Farm to farm: Water from NE Oregon data centers reused for agriculture

Published 7:00 am Wednesday, September 22, 2021

UMATILLA — The tiny city of Umatilla and the internet giant Amazon have come up with a unique use for the cooling water from the company’s massive server farms.

They are using it irrigate the region’s other farms — the kind that grow crops.

Perched along the Columbia River in Northeastern Oregon, Umatilla is a haven for irrigated agriculture where farmers grow everything from hay and wheat to high-value potatoes, onions, carrots and melons.

In 2009, Amazon broke ground on its first campus of data centers in Umatilla. Data centers are large warehouses filled with computer servers. All the information gathered by websites like Amazon and Facebook is stored in the server farms.

Amazon was attracted to the Columbia Basin, in part, by the availability of clean water that could be used in cooling systems for all those servers. A single data center consumes between 250,000 and 1 million gallons of water per day in the warmer summer months, when outside temperatures can top 100 degrees.

That water still is mostly clean once it comes out the other end, said Umatilla City Manager Dave Stockdale.

With two data center campuses now online and another two being built, Stockdale said it didn’t make sense, nor was there capacity, to treat all that mostly clean water at the city’s sewer plant.

Both the city and Amazon began pondering ways they could reuse the water, adding benefit for the community.

The answer, they decided, was to deliver the water to the same farmers that have powered Umatilla’s economy for decades.

“To take this new age technology and sort of marry it to our traditional roots, especially in Umatilla which has always been an agricultural community … in reality, they actually worked out in a great symbiotic relationship,” Stockdale said.

The cooling water from Amazon is piped to an irrigation canal run by the West Extension Irrigation District, which serves 10,400 acres of farmland.

The project broke ground in 2019, with roughly 7 miles of pipe that run from the data center campuses to a new headworks on the district’s canal at the northeast end of the city.

From there, the water flows about 1,200 feet allowing it to mix with the district’s water pumped directly from the Columbia River, diluting any excess salts and reaching a suitable pH level before it can be used for irrigation.

Stockdale said the infrastructure cost a little more than $5 million. So far, Amazon is the only customer on the new system, though that could change with future developments.

Water deliveries began in 2020. This year, Stockdale estimated they provided enough water for farmers to grow an additional 1,000 acres of crops, all with existing water rights.

“Technically, it’s the city’s water in the irrigation district’s canal,” Stockdale said. “If a farmer wants access to additional water, they have additional water capacity available to them through this system.”

The value of agriculture in arid Eastern Oregon grows exponentially with water.

Dryland wheat grown without irrigation yields roughly $100 per acre. Adding 1 acre-foot of water increases the crop’s value to $500 per acre. At 3 acre-feet of water, and farms can earn up to $5,000 per acre growing higher value specialty crops.

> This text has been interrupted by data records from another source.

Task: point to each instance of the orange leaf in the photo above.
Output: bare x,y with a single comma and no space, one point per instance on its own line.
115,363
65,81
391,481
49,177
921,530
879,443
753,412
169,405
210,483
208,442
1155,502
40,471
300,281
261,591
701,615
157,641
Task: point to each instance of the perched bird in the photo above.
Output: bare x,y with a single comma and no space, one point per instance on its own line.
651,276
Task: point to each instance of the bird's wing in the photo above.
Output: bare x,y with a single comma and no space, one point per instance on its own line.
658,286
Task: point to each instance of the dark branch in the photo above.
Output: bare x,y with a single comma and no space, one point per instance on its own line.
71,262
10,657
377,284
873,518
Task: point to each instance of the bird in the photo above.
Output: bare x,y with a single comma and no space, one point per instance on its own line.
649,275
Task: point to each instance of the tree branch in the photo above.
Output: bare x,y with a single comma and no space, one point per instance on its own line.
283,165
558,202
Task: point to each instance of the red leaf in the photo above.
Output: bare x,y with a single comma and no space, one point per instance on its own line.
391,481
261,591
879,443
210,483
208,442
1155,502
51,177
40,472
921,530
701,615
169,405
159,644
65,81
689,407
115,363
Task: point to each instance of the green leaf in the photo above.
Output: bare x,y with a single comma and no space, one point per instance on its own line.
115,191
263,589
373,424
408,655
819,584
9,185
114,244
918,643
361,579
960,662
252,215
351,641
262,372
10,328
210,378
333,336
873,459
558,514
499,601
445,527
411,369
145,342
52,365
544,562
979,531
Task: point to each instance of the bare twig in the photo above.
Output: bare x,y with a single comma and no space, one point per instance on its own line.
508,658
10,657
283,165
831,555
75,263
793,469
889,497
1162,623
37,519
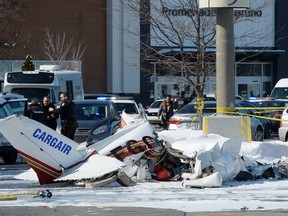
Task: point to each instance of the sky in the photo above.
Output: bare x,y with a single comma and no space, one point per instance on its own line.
261,194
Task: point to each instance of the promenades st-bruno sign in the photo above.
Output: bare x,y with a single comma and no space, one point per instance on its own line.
224,3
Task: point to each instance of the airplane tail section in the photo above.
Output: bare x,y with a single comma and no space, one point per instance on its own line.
45,150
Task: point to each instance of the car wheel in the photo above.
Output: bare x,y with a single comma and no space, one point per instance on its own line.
259,135
10,158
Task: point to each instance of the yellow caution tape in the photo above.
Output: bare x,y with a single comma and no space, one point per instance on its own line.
13,195
7,197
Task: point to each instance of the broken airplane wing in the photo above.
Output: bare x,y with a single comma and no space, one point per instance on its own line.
53,156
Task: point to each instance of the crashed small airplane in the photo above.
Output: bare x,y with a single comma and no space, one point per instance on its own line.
55,157
131,155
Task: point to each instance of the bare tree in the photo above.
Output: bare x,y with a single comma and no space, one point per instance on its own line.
57,47
11,27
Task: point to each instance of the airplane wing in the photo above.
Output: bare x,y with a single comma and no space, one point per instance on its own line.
96,166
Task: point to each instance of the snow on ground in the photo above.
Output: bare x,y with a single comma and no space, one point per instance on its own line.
263,194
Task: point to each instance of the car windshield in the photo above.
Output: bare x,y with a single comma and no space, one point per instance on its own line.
156,104
129,108
90,111
279,93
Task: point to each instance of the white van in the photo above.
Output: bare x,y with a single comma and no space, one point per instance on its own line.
48,80
9,105
280,90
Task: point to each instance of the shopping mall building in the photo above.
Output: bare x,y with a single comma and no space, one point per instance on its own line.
112,60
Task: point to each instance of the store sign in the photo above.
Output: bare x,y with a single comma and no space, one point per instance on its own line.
175,23
224,3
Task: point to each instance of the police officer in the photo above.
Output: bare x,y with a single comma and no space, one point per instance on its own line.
51,118
67,113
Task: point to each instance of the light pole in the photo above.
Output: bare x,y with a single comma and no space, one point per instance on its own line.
225,60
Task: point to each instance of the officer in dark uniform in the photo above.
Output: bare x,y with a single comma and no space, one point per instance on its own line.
67,113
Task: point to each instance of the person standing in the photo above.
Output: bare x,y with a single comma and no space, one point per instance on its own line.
181,101
67,113
36,112
51,119
166,111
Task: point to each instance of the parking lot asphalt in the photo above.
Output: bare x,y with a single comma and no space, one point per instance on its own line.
88,211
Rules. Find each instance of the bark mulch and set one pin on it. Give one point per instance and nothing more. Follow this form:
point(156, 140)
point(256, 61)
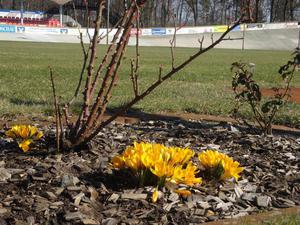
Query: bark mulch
point(46, 187)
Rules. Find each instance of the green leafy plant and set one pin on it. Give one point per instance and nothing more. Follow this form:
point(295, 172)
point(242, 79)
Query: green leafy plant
point(247, 91)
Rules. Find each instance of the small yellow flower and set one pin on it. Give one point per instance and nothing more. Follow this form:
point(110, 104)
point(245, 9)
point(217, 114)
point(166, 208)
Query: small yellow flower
point(24, 135)
point(162, 169)
point(155, 195)
point(183, 192)
point(210, 158)
point(24, 145)
point(118, 162)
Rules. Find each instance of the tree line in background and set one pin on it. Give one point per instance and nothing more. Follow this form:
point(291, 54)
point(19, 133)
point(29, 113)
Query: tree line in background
point(161, 13)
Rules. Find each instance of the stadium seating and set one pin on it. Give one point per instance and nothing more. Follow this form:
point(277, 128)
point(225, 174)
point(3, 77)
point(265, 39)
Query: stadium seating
point(51, 22)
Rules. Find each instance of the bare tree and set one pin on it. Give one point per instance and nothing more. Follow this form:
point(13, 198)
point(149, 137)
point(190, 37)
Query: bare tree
point(101, 79)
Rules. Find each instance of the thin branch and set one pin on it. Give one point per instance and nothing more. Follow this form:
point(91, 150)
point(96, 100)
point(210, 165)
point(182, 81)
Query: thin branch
point(88, 84)
point(111, 73)
point(56, 107)
point(201, 42)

An acre-foot covers an area about the size of a football field with 1 foot of water, or about 325,851 gallons.

As more data centers come online in Umatilla in the coming years, Stockdale said the city is examining other potential uses for the water in addition to irrigation, such as repairing wetlands in the area for wildlife.

“We continue to look at ways to be good environmental stewards of our resources,” Stockdale said.

A spokesperson for Amazon Web Services said the project is the first of its kind in Oregon and for the company, and the goal is to increase water reuse at its northeast Oregon data centers to 100%.